Troubleshooting the Splunk App for Enterprise Security
Welcome Splunkers! In this post, I'd like to talk about an issue I encountered recently when working on a Splunk App for Enterprise Security v2.2.1 (ES app) deployment and the approach I took in troubleshooting it. But before getting started, I'd like to congratulate Splunk and their Security Products team for winning the SC Magazine Award for "Best Security Information/Event Management (SIEM) Solution." Cheers to a job well done!
As per best practices, the ES app was installed on a dedicated search head, which was specifically stood up for this deployment. I started the data source configuration process and installed a few technology add-ons (TA's). Things were looking pretty good, as I was seeing data in the Network "...Search" pages, such as "Traffic Search," with the expected fields being properly extracted. I did notice however that the "...Center" dashboards, such as "Traffic Center," were not showing data. For the time being, I chalked this up as being due to the fact that this was a new installation and it was going to take a little while for scheduled searches to kick in.
Some time had elapsed and the "Traffic Center" dashboard was still not showing data. So I began the normal process for troubleshooting dashboards in the ES app. I navigated over to the ES app area on Splunk docs, specifically the area related to mapping data to the Traffic Center dashboard. As you can see in the table below, Splunk provides some really useful searches to run to determine if the data is configured properly.

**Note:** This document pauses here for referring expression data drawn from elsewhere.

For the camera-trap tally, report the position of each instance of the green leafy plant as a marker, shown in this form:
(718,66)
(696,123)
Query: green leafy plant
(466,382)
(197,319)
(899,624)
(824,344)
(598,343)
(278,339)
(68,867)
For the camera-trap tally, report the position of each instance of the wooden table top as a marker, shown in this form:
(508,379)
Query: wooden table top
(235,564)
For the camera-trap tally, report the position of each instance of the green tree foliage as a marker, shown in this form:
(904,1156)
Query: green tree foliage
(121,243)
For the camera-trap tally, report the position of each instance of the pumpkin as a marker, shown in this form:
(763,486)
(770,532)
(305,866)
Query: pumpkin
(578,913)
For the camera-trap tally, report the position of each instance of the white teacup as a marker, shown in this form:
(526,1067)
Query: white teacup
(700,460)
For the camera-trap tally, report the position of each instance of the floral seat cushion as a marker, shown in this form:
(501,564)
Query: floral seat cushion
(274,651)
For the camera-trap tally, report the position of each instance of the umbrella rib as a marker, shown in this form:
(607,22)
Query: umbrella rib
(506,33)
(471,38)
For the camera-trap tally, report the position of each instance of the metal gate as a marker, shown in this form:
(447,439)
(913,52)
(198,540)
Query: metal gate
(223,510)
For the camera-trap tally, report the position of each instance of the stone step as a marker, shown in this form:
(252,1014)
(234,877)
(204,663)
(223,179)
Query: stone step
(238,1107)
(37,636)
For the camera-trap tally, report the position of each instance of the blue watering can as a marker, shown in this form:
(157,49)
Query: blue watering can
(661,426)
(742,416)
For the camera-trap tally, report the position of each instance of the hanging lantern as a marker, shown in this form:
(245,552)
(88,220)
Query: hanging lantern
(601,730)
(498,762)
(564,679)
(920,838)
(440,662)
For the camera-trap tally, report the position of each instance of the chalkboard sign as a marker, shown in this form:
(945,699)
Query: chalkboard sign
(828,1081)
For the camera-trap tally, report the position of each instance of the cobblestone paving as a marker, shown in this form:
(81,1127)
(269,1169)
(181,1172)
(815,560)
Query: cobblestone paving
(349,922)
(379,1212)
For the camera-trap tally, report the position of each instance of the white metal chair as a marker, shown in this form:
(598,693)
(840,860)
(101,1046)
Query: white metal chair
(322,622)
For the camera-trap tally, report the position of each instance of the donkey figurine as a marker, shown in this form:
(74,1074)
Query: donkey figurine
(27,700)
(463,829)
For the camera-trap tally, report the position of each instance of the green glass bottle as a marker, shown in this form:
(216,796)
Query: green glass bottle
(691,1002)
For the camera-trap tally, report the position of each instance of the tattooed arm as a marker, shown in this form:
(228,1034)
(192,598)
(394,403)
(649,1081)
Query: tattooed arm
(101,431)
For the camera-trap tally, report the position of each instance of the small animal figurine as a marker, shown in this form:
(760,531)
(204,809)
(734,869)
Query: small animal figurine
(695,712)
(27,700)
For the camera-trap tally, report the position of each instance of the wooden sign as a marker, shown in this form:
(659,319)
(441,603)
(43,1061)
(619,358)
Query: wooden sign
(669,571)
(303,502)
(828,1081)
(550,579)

Even though the data looked correct in the Traffic Search page, which shows the raw events, I wanted to start here, just to make sure I wasn't missing anything. The searches are ordered in a progression, with the most basic in the beginning and then getting somewhat more complex. In general, the search queries either reference a macro, such as "`communicate`" or list which tags to search for. These are the same macros and tags that the scheduled searches use when populating summary data, either in summary indexes or TSIDX namespaces. I ran the searches and the data was returned as expected. In "normal" situations, these searches usually indicate that the data source might not be configured correctly and therefore the supporting searches can't "hook" into the data. However, this was not the case here.
Note: It's important to run these searches in the "Search" page within the ES app, because the ES app takes advantage of a recently added feature in Splunk called "app isolation." This means that an app can choose to isolate itself from other app's configuration. The advantage of this is that multiple apps can run side-by-side and are guaranteed to not have configuration conflicts or leaks. By searching within the ES app's Search page, it's guaranteed that the same search-time configuration that the ES app is using is being applied to the ad-hoc, troubleshooting searches being run.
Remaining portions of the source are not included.